Baskın Oran

Bu iş nerede bitecek, yada biter mi?

Televizyonlardan arasıra arıyorlar. “Görüş” alıyorlar. Çekiç Güç’le ilgili bir kitabım olduğu için bu istekler genellikle K.Irak gelişmeleri konusunda oluyor.

Bu akşam da (çarşamba), çoğu zaman olduğu gibi Kanal 7 aradı. Ankara’daki Kürt zirvesi konusunda ileriye dönük şeyler sordular. Kürt zirvesi, ikinci haberdi. Telefon etmelerini beklerken birinci haberi izledim.

İhlas Haber Ajansı’nın (İHA) geçtiği bu birinci haber, PKK militanı kızların Sivas’taki intihar saldırılarıyla, yani gene Kürt sorunuyla ilgiliydi. Analar yavrularının tabutları üzerine kapanmış ağıt yakıyordu. Kamera bir süre onları gösterdikten sonra şehit polislerin erkek yakınlarına döndü. Bunlardan kaçından “görüş” alındı bilmiyorum ama, ikisi konuşturuldu. Birincisi, şehitlerden birinin babasıydı. Özetle şöyle dedi:

“Devlet niçin polislerin ve askerlerin elini tutuyor? Teroristler evlatlarımızı böyle birer birer öldürsün diye mi?”

İkinci konuşan erkek, ölen polislerden birinin dayısı olduğunu söyledi. O da şöyle dedi:

“Yakaladıklarını niye hapse atıyorlar? Neden hemen oracıkta asmıyorlar? Biz mi tutup gebertelim?”

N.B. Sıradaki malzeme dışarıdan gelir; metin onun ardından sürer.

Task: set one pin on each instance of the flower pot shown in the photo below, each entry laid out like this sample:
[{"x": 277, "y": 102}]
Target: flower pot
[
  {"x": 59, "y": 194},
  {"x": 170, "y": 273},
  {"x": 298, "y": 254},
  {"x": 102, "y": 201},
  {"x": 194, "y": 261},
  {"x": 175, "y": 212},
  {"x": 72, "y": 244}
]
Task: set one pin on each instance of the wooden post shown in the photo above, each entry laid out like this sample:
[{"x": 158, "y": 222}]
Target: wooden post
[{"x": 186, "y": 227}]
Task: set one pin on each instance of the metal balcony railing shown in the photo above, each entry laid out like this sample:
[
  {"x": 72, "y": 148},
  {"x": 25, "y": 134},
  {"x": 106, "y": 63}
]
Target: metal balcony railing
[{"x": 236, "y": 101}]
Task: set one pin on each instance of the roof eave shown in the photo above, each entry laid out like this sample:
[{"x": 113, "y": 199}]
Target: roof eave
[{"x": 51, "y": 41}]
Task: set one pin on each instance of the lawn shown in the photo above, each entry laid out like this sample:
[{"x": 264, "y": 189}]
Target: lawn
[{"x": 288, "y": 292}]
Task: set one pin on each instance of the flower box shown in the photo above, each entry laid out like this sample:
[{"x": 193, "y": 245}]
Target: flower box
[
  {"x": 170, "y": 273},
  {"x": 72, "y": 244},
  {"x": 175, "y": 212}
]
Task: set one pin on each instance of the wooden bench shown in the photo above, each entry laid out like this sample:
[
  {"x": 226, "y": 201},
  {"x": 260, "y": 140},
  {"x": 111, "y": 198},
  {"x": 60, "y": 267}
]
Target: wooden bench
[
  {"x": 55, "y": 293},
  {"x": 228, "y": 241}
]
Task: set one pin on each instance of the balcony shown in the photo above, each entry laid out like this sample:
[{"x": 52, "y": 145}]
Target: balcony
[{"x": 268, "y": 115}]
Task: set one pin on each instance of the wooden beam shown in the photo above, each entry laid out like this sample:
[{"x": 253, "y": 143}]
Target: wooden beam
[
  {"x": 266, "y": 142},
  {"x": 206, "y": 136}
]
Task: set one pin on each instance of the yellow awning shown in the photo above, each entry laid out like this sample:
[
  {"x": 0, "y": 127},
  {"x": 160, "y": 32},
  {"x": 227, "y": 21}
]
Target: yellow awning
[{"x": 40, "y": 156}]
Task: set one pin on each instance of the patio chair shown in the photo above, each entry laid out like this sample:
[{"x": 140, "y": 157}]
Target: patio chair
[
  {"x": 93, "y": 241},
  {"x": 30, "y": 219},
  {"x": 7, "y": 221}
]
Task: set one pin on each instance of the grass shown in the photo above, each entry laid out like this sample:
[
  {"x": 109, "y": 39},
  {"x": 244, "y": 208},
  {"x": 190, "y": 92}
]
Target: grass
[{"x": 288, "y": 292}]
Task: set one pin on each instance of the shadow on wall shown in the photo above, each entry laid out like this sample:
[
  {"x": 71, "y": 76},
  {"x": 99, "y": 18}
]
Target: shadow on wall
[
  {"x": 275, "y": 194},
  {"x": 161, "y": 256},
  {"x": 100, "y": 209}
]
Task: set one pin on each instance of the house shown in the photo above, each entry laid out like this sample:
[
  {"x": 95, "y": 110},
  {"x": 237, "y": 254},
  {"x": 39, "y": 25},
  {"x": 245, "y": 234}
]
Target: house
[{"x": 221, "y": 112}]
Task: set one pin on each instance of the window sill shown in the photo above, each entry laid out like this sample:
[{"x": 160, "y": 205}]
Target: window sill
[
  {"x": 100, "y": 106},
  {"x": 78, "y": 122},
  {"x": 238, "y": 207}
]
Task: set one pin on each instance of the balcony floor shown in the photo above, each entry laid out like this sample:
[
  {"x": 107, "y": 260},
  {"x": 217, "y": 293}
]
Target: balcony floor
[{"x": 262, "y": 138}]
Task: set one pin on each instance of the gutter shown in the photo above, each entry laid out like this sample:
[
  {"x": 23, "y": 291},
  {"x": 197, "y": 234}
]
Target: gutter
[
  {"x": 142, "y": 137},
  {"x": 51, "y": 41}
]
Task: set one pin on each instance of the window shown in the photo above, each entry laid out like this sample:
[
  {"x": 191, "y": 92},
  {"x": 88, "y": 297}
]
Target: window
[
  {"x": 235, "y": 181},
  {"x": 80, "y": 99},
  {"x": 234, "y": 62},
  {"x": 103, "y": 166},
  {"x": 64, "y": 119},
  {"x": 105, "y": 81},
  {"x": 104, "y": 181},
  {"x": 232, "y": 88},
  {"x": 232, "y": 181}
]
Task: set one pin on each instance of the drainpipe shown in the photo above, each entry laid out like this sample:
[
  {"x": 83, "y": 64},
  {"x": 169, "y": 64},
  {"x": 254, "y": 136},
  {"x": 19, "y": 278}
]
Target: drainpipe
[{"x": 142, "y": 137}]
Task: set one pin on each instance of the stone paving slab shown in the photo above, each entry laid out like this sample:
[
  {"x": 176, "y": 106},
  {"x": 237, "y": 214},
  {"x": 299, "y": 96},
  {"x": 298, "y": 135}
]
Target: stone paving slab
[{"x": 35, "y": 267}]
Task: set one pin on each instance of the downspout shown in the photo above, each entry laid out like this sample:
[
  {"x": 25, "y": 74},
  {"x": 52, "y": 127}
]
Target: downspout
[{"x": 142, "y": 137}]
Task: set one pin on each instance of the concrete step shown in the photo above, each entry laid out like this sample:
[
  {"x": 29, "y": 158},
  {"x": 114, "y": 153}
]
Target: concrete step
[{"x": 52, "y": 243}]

Hemen arkasından sunucu ekranda gözüktü ve yarın Milli Güvenlik Kurulu’nun (MGK) önemli bir toplantı yapacağını, toplantıyı cumhurbaşkanının yöneteceğini, gündemde de bu intihar saldırılarının yarattığı ortamın bulunduğunu söyleyerek ikinci habere geçti.

Gözümle gördüklerimi ve kulağımla duyduklarımı anlattım. Şimdi de kafama hücum ediveren düşünce ve yorumları sizinle paylaşayım:

1) Acılı insanın, evladını öldürenleri kendi eliyle öldürmek istemesi, hele acısı tazeyse, bu toplumda çok sık rastlanan bir durum.

2) Terörle Mücadele Kanunu’nun kolluk kuvvetlerine sağladığı imkanlar ortadayken, öte yandan faili meçhul cinayetleri kimsecikler araştırmazken, neden “devlet polis ve askerlerin elini tutuyor” olsun? Bu, pek öyle basit bir “acılı akraba” tepkisine benzemiyor. Hemen arkasından da MGK’nin toplantı haberi. Yine “ortam” hazırlığı mı yapılıyor, nedir?

3) PKK son 5 ayda 4 intihar saldırısı yaptı. Daha önce böyle bir taktiği yoktu. İntihar saldırısı, adı üstünde, desperados (“umutsuzlar”) işidir. İlerisinin ne olacağı bilinmez ama, örgütün şu anda devlet kuvvetleri karşısında zayıfladığı anlaşılıyor.

4) Şu andaki durum devam eder ve bu saldırılar bireysel teröre dönüşürse, kimsenin işine yaramayıp herkese zarar verecek bir durum oluşacak.

Bugün Kapalıçarşı’da, öbür gün Kemeraltı’da, daha öbür gün Karum’da bombalar patlamaya başlayınca bir yandan Türkiye iyice yaşanmaz hale gelecek ve memleketin toptan canına okuyacak bir askeri darbe ortamı doğacak, diğer yandan da PKK kendisi için o kadar önemli olan uluslararası insan hakları örgütlerinin desteğini yitirecek.

5) Diğer yandan düşünüldüğünde, ideolojisi uğruna kendi üzerlerindeki bombayı gözünü kırpmadan çekip patlatan insanlar söz konusu. “Beyinleri yıkanmış zavallılar” deyip geçmek fazla basit kaçıyor. Bu gençleri bu kararlılık içine sokan koşulları saptayıp yok etmedikçe de, bu iş kolayına bitmez görünüyor.

Benim aklımdan bunlar geçti.. Tabii, büyüklerimiz en iyisini bilirler.